In reality, not choosing is a choice: to govern by crisis. Someday, the debt and associated interest payments (projected at $840 billion in 2020, a seventh of federal spending) may trigger a financial backlash. Lenders won't lend or will demand much higher rates. Congress would then be forced to cut benefits or raise taxes. The unstated hope is that the crisis occurs on someone else's watch.
Ryan rejects this consensus. He would make choices now. Here are some features of his plan:
-- Social Security: For those 55 or older today, the program would remain unchanged. For those younger, benefits would be reduced -- with no cuts for the poorest workers. Workers 55 or younger in 2011 could establish individual investment accounts that would be funded with part of their payroll taxes. Government would guarantee a return equal to inflation.
-- Medicare: Current recipients and those enrolling in the next decade would continue under today's program, though wealthier recipients would pay somewhat higher premiums. In 2021, Medicare would become a voucher program for new recipients (those today 54 or younger).
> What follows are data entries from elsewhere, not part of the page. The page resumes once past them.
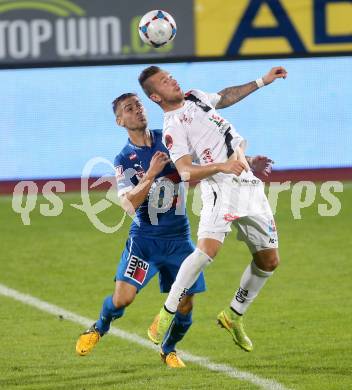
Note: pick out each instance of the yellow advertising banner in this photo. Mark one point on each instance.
(260, 27)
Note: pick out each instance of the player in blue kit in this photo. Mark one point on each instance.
(159, 238)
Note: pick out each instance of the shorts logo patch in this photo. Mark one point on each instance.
(272, 226)
(137, 269)
(230, 217)
(169, 141)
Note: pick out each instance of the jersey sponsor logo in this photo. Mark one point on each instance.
(119, 173)
(185, 119)
(207, 156)
(137, 269)
(168, 141)
(139, 170)
(253, 182)
(230, 217)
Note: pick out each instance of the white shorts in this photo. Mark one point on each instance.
(240, 201)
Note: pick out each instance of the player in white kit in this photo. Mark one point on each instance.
(206, 147)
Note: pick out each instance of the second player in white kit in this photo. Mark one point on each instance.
(204, 146)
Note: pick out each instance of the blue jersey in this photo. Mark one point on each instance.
(162, 215)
With vouchers, recipients would buy Medicare-certified private insurance. In today's dollars, the vouchers would ultimately grow to $11,000. Eligibility ages for Medicare and Social Security would slowly increase toward 69 and 70, respectively.
-- Spending freeze: From 2010 to 2019, "non-defense discretionary spending" -- about a sixth of the federal budget, including everything from housing to parks to education -- would be frozen at 2009 levels.
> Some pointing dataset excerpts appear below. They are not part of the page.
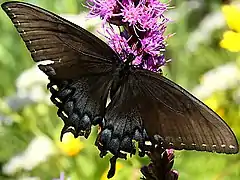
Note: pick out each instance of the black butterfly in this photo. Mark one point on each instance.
(145, 106)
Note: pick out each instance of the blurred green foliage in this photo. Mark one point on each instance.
(40, 119)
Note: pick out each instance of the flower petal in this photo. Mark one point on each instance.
(231, 41)
(232, 16)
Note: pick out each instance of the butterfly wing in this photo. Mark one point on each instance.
(72, 50)
(168, 113)
(80, 68)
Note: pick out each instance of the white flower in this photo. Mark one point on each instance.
(38, 151)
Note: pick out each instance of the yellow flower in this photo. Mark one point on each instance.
(70, 146)
(118, 167)
(231, 39)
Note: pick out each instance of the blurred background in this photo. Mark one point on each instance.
(205, 54)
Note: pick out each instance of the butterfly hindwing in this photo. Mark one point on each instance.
(151, 102)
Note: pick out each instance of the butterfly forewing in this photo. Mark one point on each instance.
(72, 50)
(80, 68)
(144, 105)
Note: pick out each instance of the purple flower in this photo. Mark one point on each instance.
(141, 26)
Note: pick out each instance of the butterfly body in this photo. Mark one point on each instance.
(145, 106)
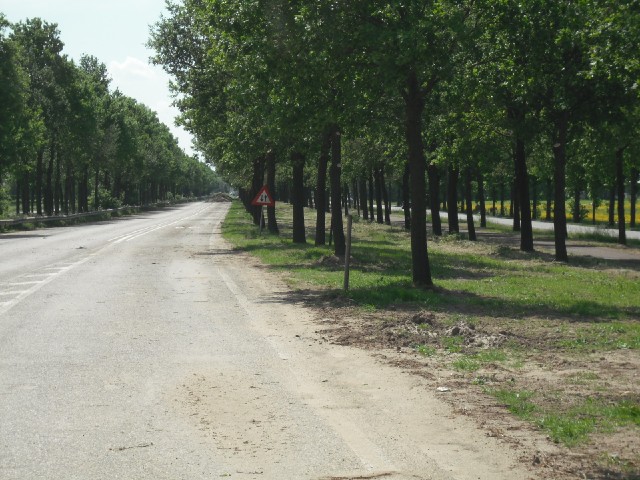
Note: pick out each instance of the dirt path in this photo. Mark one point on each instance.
(396, 423)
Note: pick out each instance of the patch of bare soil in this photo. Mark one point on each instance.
(429, 345)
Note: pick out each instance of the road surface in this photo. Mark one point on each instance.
(144, 348)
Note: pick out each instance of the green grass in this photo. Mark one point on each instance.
(425, 350)
(573, 425)
(582, 307)
(604, 336)
(466, 273)
(474, 362)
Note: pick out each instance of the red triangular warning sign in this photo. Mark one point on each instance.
(263, 198)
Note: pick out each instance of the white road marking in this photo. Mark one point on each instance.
(59, 269)
(6, 306)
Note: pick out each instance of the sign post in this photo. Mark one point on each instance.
(262, 199)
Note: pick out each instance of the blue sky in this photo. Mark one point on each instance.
(114, 31)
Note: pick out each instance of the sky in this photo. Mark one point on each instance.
(115, 32)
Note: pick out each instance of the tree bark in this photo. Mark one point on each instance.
(297, 197)
(522, 182)
(257, 182)
(452, 204)
(321, 188)
(549, 195)
(612, 205)
(414, 106)
(481, 200)
(406, 197)
(534, 199)
(434, 198)
(385, 198)
(633, 196)
(363, 198)
(335, 173)
(272, 222)
(48, 189)
(39, 180)
(469, 204)
(622, 234)
(378, 187)
(371, 195)
(559, 179)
-- Simpler taxes: Taxpayers could choose between today's system or a streamlined replacement with no deductions and virtually no special tax breaks. Above a tax-free amount ($39,000 for a family of four), taxpayers would pay only two rates: 10 percent up to $100,000 for joint filers and 25 percent on income more than that.
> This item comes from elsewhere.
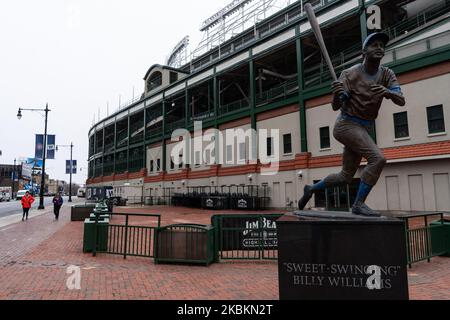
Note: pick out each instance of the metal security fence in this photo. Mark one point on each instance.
(187, 243)
(246, 237)
(126, 239)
Parts of Ryan's plan I like. It acknowledges the necessity of controlling Social Security and Medicare benefits. Eligibility ages should rise, reflecting longer life expectancy. Medicare vouchers might force a restructuring of the health-care delivery system so that networks of hospitals, doctors and clinics compete on the basis of cost and quality. Simpler taxes would be desirable.
Other parts I dislike. Individual Social Security accounts are a confusing mix of government welfare and private investment. Medicare reforms should start sooner. The discretionary spending freeze would probably result in across-the-board cuts when we should eliminate bad programs. Ryan limits taxes to 19 percent of GDP, slightly above their 1970-2009 average of 18 percent. As a result, Ryan's plan -- though producing much less debt than Obama's budgets -- still doesn't work. It wouldn't balance the budget until 2063, estimates the Congressional Budget Office.
Yikes -- that's far too distant. Any sound proposal would include greater tax increases than conservatives like and greater spending cuts than liberals like.
But the larger point is that Ryan is trying to start a conversation on the desirable role and limits of government. He's trying to make it possible to talk about sensitive issues -- mainly Social Security and Medicare -- without being vilified. President Obama recognized that when he called Ryan's plan a "serious proposal." But since then, Democrats have resorted to ritualistic denunciations of him as pillaging Social Security and Medicare. Legitimate debate becomes impossible. If Democrats don't like Ryan's vision, the proper response is to design and defend their own plan. The fact that they don't have one is a national embarrassment.